PBR is important, in addition it is recommended to enable the SD-WAN blade so Enterprise will benefit from:

  • Steering policy per application:
    Local breakout, VPN, SASE Backbone
  • Multiple ISPs: Fiber, 5G, Satellite
  • Network Probing
  • Observability & Troubleshooting
  • AI Remediation

Best Regards,

 
Amit Navon

Product Manager

SD-WAN

Check Point Software Technologies

 

AlessandroCosma
Explorer

Thank you @Moudar for the video; it was very helpful.

 

The video covers outbound traffic.

But what’s the correct way to handle inbound traffic, for example, for exposed services?

 

Still using PBR?

Because the main issue with exposed services, when you have two or more ISPs, is return traffic, since this traffic MUST flow symmetrically.

 

Let’s say we have two ISPs: ISP-A is the primary one and ISP-B is the secondary one.

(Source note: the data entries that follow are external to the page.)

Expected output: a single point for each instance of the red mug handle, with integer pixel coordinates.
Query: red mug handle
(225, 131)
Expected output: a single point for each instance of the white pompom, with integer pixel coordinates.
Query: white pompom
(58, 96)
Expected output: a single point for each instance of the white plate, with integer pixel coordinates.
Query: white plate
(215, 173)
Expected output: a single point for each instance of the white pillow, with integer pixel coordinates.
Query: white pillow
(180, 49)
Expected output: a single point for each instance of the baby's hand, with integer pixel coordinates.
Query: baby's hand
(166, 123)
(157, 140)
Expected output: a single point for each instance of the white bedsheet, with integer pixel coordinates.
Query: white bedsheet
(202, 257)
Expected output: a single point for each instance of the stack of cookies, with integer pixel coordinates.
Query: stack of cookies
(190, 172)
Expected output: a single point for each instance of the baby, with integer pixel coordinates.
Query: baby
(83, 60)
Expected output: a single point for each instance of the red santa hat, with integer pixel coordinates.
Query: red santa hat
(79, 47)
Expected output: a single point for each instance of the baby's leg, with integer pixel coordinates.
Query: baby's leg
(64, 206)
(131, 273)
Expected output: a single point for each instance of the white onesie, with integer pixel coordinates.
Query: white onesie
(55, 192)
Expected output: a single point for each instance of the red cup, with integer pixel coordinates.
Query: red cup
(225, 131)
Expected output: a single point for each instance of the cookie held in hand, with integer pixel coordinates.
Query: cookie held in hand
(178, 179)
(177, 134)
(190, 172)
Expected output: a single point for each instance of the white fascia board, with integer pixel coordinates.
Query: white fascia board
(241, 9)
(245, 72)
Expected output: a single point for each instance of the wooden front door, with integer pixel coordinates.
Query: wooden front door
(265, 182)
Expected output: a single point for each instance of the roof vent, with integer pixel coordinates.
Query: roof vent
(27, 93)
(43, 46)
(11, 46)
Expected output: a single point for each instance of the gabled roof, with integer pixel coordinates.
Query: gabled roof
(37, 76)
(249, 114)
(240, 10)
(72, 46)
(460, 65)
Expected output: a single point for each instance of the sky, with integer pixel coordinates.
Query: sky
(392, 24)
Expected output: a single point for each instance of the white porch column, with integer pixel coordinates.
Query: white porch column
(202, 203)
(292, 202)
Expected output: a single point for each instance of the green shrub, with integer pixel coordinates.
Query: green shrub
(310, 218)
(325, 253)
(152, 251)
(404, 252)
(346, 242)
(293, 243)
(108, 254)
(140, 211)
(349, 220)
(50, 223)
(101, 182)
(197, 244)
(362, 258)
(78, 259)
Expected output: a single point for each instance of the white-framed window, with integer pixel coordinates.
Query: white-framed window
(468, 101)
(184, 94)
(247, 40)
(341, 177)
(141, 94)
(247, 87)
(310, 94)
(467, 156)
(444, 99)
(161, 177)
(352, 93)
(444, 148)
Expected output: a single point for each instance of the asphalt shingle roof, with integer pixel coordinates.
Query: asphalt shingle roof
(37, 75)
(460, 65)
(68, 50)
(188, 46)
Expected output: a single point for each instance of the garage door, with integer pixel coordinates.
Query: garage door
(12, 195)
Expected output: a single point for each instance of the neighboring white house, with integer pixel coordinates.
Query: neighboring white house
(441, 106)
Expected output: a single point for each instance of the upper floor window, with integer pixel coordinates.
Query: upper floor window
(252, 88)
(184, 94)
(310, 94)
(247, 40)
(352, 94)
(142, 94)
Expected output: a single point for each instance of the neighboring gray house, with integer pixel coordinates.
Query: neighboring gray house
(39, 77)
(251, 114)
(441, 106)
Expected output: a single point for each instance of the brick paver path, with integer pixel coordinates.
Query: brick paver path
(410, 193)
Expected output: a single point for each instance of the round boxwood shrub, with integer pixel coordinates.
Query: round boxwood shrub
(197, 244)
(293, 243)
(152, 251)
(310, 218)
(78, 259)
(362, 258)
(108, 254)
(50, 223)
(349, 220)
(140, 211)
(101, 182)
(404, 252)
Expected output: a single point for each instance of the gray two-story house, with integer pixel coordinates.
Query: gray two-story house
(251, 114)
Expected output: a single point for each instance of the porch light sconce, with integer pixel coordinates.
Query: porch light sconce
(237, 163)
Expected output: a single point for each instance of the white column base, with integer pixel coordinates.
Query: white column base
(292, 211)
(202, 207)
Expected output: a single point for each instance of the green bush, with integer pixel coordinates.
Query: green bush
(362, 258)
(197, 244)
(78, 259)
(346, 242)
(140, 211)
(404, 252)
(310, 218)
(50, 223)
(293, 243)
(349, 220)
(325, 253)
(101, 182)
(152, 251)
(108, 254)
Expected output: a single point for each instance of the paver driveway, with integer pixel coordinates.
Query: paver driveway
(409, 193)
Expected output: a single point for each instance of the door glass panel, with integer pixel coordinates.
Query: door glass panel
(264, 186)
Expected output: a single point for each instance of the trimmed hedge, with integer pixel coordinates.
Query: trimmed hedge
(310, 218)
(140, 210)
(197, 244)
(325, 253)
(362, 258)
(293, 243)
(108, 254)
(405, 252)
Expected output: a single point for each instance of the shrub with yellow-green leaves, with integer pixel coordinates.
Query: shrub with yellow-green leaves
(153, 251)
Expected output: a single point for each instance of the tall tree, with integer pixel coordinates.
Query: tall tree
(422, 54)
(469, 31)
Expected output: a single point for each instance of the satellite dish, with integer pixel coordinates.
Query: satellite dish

We’d like to expose a service (for example, an HTTPS web server) through ISP-B.

So far, the correct method I’ve followed is to create an action table with the relevant gateway for ISP-B (ISP-B-Action-Table) and then create 4 PBRs:

 

set pbr rule priority 1 match from <HTTPS_Web_Server_ip>

set pbr rule priority 1 match to 10.0.0.0/8

set pbr rule priority 1 action main-table

set pbr rule priority 2 match from <HTTPS_Web_Server_ip>

set pbr rule priority 2 match to 172.16.0.0/12

set pbr rule priority 2 action main-table

set pbr rule priority 3 match from <HTTPS_Web_Server_ip>

set pbr rule priority 3 match to 192.168.0.0/16

set pbr rule priority 3 action main-table

set pbr rule priority 4 match from <HTTPS_Web_Server_ip>

set pbr rule priority 4 action table ISP-B-Action-Table

 

The first three rules ensure that internal network traffic is routed correctly, while rule No. 4 allows traffic from the web server to exit via ISP-B (which also ensures that return traffic exits in the same way).

 

Now, with the SD-WAN blade, could this PBR configuration maybe be avoided?

 

Thank you for you help,

 

Regards,

Alessandro
0 Kudos
AmirArama
Employee
Employee

Indeed,

SD-WAN has Symmetric Return function, which returns the packets symmetrically from the same ISP.
with that, you can even expose a server via multiple ISPs in parallel, and get the response in symmetric way from each ISP.